The flattened instance config travels over Akka on two hops today, and both are bounded by Akka.Remote's default maximum-frame-size (128 KB / 128000b). A large config (e.g. a 3rd composition of the same base template) silently breaks both:

Central → site (deploy). DeploymentService serializes the whole flattened config into DeployInstanceCommand.FlattenedConfigurationJson and Asks the site over ClusterClient. An oversized frame is silently dropped; the central Ask times out after 120 s (Communication:DeploymentTimeout); the instance becomes un-deployable until the config shrinks.
Site active → standby (replication). After a successful apply, DeploymentManagerActor does _replicationActor.Tell(new ReplicateConfigDeploy(instanceName, command.FlattenedConfigurationJson, …)); SiteReplicationActor relays it node-to-node via ActorSelection(RootActorPath(peer)/"user"/"site-replication").Tell(…). This is fire-and-forget — an oversized ApplyConfigDeploy is silently dropped with no timeout and no error. The deploy "succeeds," the active node runs fine, and the standby silently lacks the instance — surfacing only at failover, when the now-active node recovers from its SQLite and the instance simply isn't there.

The JSON is double-escaped inside the Akka envelope (default serializer), so ~60–70 KB of raw config is enough to blow the 128 KB frame. log-frame-size-exceeding defaults off, so there isn't even a warning.

2. Goal & guiding principle

Eliminate the frame-size failure on both hops, permanently and at any config size, without raising maximum-frame-size.

Principle: small control messages stay on Akka; the bulk config never touches Akka. The config always moves over HTTP from central (the single source of truth) to whichever node needs it — the active node (which applies + runs it) and the standby node (which persists it for future recovery).

This mirrors how the site already works at startup: a site recovers its instances purely from local SQLite (deployed_configurations), never contacting central. A deploy thus becomes an on-demand, single-instance version of startup recovery: "your definition changed — fetch it and refresh." Only the config source changes; the apply path is unchanged.

Why notify-and-fetch over alternatives

Push over gRPC (central→site): would need host-aware routing (the DeploymentManager singleton runs only on the active node; the gRPC server runs on both), and still leaves the intra-site replication hop broken.
Raise Akka maximum-frame-size: only raises the ceiling, doesn't decouple size from transport, and changes remoting config globally.
Sites read central MS SQL directly: rejected — it tears down the enforced hub-spoke boundary (sites = local SQLite, central = MS SQL, enforced in DI and StartupValidator), gives every site node a login that can read central's entire config DB (huge blast radius), and couples sites to central's EF schema.

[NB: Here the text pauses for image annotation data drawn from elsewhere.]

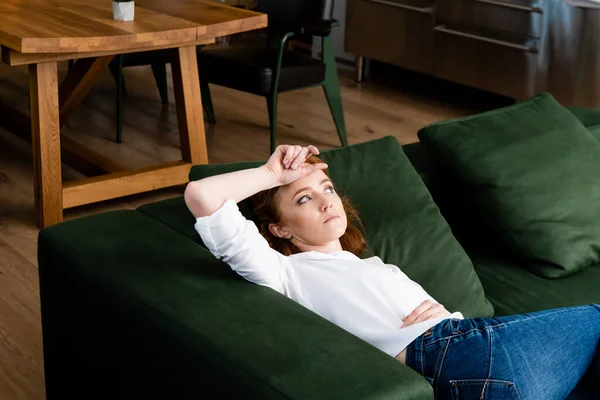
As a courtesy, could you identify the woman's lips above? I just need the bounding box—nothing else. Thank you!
[323,215,339,224]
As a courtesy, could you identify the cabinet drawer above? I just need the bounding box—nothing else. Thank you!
[345,0,434,73]
[436,0,544,37]
[433,25,540,99]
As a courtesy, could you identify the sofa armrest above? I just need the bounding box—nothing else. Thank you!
[38,211,433,400]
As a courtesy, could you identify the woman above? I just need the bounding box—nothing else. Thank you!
[185,145,600,399]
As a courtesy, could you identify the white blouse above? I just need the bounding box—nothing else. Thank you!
[194,200,464,357]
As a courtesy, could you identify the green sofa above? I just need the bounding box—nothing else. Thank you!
[38,108,600,400]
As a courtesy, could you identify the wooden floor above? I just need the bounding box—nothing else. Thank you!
[0,57,506,400]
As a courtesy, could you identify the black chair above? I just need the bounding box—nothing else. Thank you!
[198,0,348,152]
[108,50,170,143]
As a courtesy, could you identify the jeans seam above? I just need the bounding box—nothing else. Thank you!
[433,339,450,393]
[427,305,589,346]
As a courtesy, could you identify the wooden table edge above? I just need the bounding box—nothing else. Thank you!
[2,38,215,67]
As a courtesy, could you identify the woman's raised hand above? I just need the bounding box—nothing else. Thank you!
[265,144,327,185]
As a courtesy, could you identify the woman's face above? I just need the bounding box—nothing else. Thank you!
[269,170,348,251]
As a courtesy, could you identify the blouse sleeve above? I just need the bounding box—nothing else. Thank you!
[194,200,285,293]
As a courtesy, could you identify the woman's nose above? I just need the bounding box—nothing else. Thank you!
[321,200,333,212]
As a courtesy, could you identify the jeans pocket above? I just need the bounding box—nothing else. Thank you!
[450,379,521,400]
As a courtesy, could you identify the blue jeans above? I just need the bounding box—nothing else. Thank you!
[406,304,600,400]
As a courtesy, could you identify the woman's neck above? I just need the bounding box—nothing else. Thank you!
[292,239,344,254]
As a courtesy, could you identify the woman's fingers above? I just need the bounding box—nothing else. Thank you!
[402,300,437,326]
[302,163,327,175]
[292,147,310,169]
[283,146,295,168]
[411,306,443,325]
[276,145,319,169]
[307,144,319,155]
[286,146,302,169]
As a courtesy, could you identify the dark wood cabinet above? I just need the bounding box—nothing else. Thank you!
[345,0,600,108]
[345,0,435,73]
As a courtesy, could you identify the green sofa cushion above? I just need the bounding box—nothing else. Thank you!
[38,211,433,400]
[419,94,600,278]
[186,136,493,317]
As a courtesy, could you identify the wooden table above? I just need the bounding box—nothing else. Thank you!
[0,0,267,228]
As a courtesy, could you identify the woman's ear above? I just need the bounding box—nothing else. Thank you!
[269,224,292,239]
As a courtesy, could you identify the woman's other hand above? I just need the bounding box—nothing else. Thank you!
[264,144,327,185]
[400,300,452,328]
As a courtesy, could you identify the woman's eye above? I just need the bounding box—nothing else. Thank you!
[298,196,310,204]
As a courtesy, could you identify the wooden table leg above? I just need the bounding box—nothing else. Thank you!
[29,62,63,228]
[171,46,208,164]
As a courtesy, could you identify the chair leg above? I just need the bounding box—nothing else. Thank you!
[322,36,348,147]
[152,62,169,104]
[108,55,127,96]
[116,54,124,143]
[267,93,277,154]
[200,76,217,124]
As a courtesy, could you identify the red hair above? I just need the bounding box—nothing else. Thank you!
[251,156,367,257]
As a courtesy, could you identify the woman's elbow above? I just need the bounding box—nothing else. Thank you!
[183,181,211,218]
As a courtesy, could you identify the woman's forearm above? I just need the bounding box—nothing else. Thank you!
[184,165,279,218]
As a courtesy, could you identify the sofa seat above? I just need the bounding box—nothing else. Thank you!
[38,211,433,400]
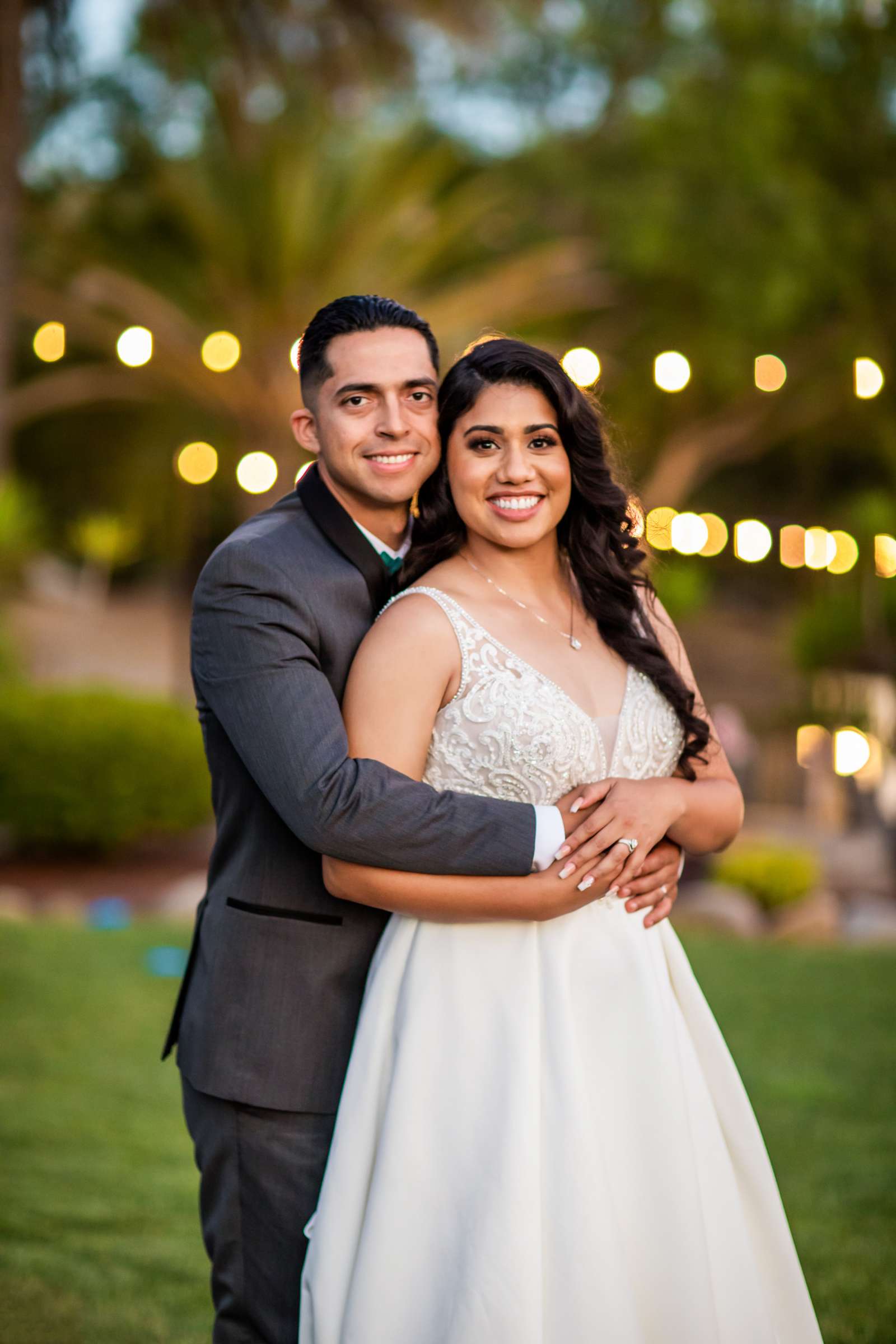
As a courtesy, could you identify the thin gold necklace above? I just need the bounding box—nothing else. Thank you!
[458,551,582,653]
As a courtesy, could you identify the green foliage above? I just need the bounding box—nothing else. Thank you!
[68,514,139,570]
[0,476,41,590]
[0,685,209,853]
[712,841,821,910]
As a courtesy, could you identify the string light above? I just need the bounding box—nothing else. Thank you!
[560,346,600,387]
[653,349,690,393]
[236,453,277,494]
[115,326,152,368]
[202,332,240,374]
[34,314,66,364]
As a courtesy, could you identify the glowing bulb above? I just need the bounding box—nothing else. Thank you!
[754,355,787,393]
[115,326,152,368]
[560,346,600,387]
[645,507,678,551]
[178,441,218,485]
[875,532,896,579]
[735,517,771,564]
[806,527,837,570]
[236,453,277,494]
[700,514,728,555]
[34,323,66,364]
[202,332,240,374]
[796,723,830,770]
[853,359,884,399]
[653,349,690,393]
[669,514,710,555]
[828,531,858,574]
[834,729,870,774]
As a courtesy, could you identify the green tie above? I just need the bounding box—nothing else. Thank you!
[380,551,404,574]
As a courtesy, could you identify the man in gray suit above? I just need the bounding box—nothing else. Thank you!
[162,296,678,1344]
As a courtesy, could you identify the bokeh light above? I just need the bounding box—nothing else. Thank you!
[853,359,884,399]
[653,349,690,393]
[781,523,806,570]
[115,326,152,368]
[669,514,710,555]
[735,517,771,564]
[176,440,218,485]
[875,532,896,579]
[834,729,870,774]
[202,332,240,374]
[34,323,66,364]
[700,514,728,557]
[796,723,830,770]
[560,346,600,387]
[645,505,678,551]
[754,355,787,393]
[236,453,277,494]
[828,531,858,574]
[806,527,837,570]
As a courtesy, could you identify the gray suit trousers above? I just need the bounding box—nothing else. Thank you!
[181,1075,336,1344]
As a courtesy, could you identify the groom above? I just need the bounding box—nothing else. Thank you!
[162,296,678,1344]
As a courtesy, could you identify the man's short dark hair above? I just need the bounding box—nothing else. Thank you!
[298,295,439,406]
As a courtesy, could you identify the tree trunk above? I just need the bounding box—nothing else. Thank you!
[0,0,23,480]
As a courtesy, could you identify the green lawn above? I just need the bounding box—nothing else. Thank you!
[0,923,896,1344]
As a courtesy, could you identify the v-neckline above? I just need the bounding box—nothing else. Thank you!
[432,589,634,776]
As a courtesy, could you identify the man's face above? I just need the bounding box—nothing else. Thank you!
[293,326,439,507]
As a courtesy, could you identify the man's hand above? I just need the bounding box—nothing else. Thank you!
[619,840,681,928]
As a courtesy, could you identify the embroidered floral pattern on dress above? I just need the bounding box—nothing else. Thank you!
[383,586,684,804]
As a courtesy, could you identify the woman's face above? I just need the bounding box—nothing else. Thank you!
[446,383,572,548]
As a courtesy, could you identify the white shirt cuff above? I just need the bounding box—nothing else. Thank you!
[532,804,566,872]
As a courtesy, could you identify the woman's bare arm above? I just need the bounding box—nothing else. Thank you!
[324,595,622,921]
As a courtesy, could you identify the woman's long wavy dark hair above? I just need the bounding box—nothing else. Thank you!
[404,337,710,780]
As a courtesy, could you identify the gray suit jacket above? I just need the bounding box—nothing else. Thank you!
[162,466,535,1113]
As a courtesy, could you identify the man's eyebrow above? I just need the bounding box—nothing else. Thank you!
[333,374,439,396]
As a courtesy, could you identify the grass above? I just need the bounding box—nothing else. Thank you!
[0,923,896,1344]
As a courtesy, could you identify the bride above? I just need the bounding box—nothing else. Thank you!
[300,340,821,1344]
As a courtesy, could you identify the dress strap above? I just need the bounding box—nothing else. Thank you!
[376,585,475,708]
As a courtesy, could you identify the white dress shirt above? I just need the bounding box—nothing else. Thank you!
[353,519,566,872]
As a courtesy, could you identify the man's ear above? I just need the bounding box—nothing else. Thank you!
[289,406,321,456]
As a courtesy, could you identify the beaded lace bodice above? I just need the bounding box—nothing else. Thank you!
[388,587,684,804]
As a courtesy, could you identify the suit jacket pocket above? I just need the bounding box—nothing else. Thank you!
[227,897,343,925]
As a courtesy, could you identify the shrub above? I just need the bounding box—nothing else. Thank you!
[0,684,209,853]
[712,843,821,910]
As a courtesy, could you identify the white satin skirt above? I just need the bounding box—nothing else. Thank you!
[300,898,821,1344]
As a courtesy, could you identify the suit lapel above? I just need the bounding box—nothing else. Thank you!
[296,463,396,612]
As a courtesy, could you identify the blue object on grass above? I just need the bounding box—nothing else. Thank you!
[144,948,186,980]
[87,897,130,928]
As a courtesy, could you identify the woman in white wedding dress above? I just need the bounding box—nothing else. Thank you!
[300,340,821,1344]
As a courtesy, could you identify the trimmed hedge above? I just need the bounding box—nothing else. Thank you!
[0,684,211,853]
[711,841,821,910]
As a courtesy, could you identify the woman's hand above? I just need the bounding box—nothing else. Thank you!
[558,777,688,887]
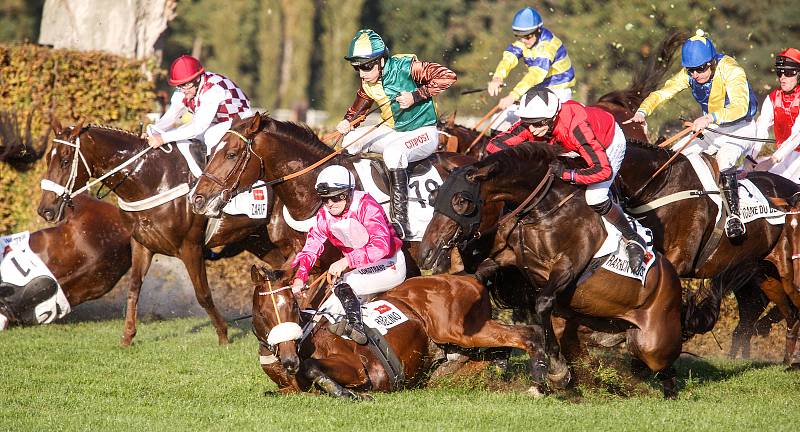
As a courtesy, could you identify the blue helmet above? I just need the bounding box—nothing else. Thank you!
[681,30,717,68]
[511,7,542,36]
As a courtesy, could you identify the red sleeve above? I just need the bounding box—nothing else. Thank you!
[486,122,534,154]
[562,110,611,184]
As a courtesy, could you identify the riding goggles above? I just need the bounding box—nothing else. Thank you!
[686,62,711,75]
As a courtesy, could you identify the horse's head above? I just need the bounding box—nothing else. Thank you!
[417,160,500,273]
[37,117,91,223]
[250,265,303,375]
[189,114,266,217]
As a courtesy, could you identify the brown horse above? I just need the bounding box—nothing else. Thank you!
[1,194,131,324]
[190,111,500,269]
[38,119,304,346]
[418,143,682,397]
[615,142,800,359]
[251,266,537,399]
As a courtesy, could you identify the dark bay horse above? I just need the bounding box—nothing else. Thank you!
[0,194,131,324]
[190,115,500,269]
[38,119,304,346]
[251,266,538,399]
[615,141,800,359]
[419,143,682,397]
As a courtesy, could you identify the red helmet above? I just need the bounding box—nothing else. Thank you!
[775,48,800,69]
[167,54,205,86]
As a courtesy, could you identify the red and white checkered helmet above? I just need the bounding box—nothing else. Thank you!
[167,54,205,86]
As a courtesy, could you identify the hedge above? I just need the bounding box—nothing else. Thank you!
[0,44,157,235]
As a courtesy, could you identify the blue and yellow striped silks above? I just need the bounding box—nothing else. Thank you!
[494,28,575,99]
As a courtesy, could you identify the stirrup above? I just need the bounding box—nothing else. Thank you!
[725,214,747,238]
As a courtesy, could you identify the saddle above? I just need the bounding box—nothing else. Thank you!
[350,153,435,195]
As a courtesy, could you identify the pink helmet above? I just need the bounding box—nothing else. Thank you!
[167,54,205,86]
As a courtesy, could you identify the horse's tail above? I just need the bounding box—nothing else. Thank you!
[681,264,760,340]
[598,29,687,111]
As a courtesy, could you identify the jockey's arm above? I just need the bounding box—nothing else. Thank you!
[292,219,328,283]
[161,86,225,143]
[509,46,561,100]
[709,57,750,124]
[346,200,392,268]
[636,68,689,116]
[561,120,612,184]
[750,96,775,159]
[411,60,457,103]
[154,90,187,131]
[344,87,374,127]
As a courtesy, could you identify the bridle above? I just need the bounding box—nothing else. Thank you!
[200,129,265,203]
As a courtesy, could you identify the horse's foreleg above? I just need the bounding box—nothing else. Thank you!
[121,239,153,347]
[300,359,372,400]
[180,244,228,345]
[531,262,573,387]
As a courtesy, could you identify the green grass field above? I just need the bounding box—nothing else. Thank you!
[0,319,800,432]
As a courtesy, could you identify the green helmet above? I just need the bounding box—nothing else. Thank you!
[344,29,389,65]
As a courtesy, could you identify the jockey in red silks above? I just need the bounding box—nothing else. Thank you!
[292,165,406,345]
[147,55,253,177]
[486,89,645,271]
[753,48,800,183]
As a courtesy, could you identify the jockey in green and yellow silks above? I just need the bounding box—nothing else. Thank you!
[626,30,758,237]
[488,7,575,131]
[336,29,456,238]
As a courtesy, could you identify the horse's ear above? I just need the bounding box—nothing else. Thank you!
[69,119,86,140]
[50,113,64,135]
[466,162,500,183]
[250,264,264,283]
[244,114,261,137]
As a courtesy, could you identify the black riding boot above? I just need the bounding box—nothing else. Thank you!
[589,199,645,272]
[328,283,367,345]
[389,168,411,239]
[719,168,745,238]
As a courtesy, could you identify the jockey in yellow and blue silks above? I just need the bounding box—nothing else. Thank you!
[626,30,758,238]
[336,29,456,238]
[488,7,575,131]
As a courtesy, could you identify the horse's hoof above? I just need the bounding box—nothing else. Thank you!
[526,385,545,399]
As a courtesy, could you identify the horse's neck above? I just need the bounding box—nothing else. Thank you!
[87,130,188,201]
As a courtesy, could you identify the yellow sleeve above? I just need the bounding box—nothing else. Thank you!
[494,51,519,79]
[509,38,561,99]
[637,68,689,115]
[709,59,750,124]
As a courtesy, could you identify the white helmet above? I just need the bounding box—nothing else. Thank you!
[314,165,356,197]
[517,88,561,120]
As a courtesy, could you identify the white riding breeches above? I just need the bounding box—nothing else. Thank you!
[672,120,756,171]
[342,124,439,169]
[342,250,406,297]
[586,122,627,205]
[491,87,572,132]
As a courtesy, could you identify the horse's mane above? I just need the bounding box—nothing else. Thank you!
[259,113,333,156]
[475,141,558,175]
[84,124,139,139]
[598,29,687,111]
[628,139,675,156]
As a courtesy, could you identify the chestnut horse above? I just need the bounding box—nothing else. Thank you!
[251,266,538,399]
[0,194,131,324]
[418,143,682,397]
[190,115,500,275]
[38,119,301,346]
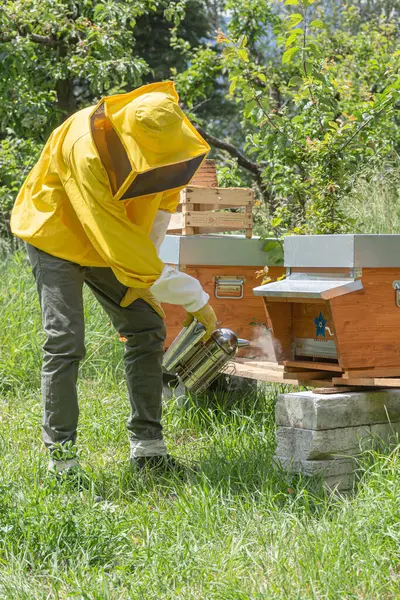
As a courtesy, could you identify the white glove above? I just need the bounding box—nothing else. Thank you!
[149,266,210,313]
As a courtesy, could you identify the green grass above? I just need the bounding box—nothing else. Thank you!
[0,255,400,600]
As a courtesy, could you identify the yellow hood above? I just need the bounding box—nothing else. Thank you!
[11,82,209,287]
[90,81,210,200]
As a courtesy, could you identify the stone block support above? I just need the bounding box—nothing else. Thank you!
[275,389,400,490]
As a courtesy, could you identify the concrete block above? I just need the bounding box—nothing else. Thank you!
[276,423,400,460]
[274,456,357,491]
[276,389,400,430]
[324,473,355,492]
[274,455,357,477]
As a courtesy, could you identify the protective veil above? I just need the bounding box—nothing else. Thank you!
[11,82,210,290]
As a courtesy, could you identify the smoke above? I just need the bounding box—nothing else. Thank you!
[247,325,282,362]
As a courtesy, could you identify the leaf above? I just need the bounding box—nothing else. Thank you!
[287,13,303,27]
[285,33,297,48]
[264,239,282,252]
[288,75,303,86]
[282,46,300,65]
[237,34,247,48]
[310,19,325,29]
[229,77,238,94]
[304,60,314,75]
[238,49,249,62]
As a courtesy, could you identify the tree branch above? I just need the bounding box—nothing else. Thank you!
[27,33,63,48]
[196,125,261,176]
[196,125,271,206]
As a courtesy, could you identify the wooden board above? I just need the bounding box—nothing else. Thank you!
[180,185,254,208]
[263,296,292,362]
[191,159,218,187]
[283,360,343,373]
[283,370,332,381]
[227,360,330,388]
[168,210,253,231]
[332,377,400,388]
[330,268,400,370]
[343,367,400,379]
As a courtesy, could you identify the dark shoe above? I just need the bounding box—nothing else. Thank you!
[131,454,191,475]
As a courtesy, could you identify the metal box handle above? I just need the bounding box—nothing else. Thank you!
[214,275,246,300]
[392,279,400,308]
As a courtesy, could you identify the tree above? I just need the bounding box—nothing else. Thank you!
[0,0,209,244]
[176,0,400,233]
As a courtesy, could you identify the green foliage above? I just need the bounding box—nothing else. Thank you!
[0,136,41,249]
[0,0,209,238]
[182,0,400,234]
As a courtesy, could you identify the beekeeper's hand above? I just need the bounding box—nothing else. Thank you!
[120,288,165,319]
[182,304,217,342]
[132,265,217,340]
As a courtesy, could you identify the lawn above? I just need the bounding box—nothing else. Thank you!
[0,254,400,600]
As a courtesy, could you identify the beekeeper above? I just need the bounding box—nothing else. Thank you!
[11,82,216,473]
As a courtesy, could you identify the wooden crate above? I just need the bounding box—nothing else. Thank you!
[168,186,254,238]
[190,159,218,187]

A small RefreshDeploymentCommand routes to the active-node singleton for free via the existing ClusterSingletonProxy (no host detection, no frame risk), and the same small-message pattern fixes replication. The only genuinely new piece is the fetch channel, implemented as an authenticated GET against central's existing HTTP management API.

3. Architecture overview

                         central MS SQL
                       ┌──────────────────┐
                       │ PendingDeployment │  (configJson, token, TTL, by deploymentId; ≤1 per instance)
                       └──────────────────┘
                          ▲            │ read (token-gated)
            persist before notify      │
                          │            ▼
   DeploymentService ──Akka small notify──▶ site (active node, via singleton proxy)
   RefreshDeploymentCommand(id, name, hash,        │
     deployedBy, ts, centralFetchBaseUrl, token)   │ 1. HTTP GET config (token)  ◀── central mgmt API
                          ▲                         │ 2. apply (existing path): Instance Actor + SQLite
                          │ DeploymentStatusResponse│ 3. reply success/failure
                          └─────────────────────────┘
                                                    │ 4. tell standby (small, id-only)
                                                    ▼
                                       SiteReplicationActor (standby)
                                         HTTP GET config (token) ──▶ central mgmt API
                                         write deployed_configurations SQLite (no Instance Actor)

Every Akka hop now carries only small control messages. The bulk config moves only over HTTP, point-to-point, to the node that needs it.

4. Component changes

4.1 Central — pending-config store

New table PendingDeployment in central MS SQL (EF entity + migration):

column	type	notes
`DeploymentId`	`varchar` PK	matches the deploy's GUID (`N` format)
`InstanceId`	`int`, indexed	for supersession lookup
`RevisionHash`	`varchar`	staleness/version marker
`ConfigJson`	`nvarchar(max)`	the flattened config
`Token`	`varchar`	random per-deployment fetch secret
`CreatedAtUtc`	`datetimeoffset`
`ExpiresAtUtc`	`datetimeoffset`, indexed	TTL (default 5 min, configurable)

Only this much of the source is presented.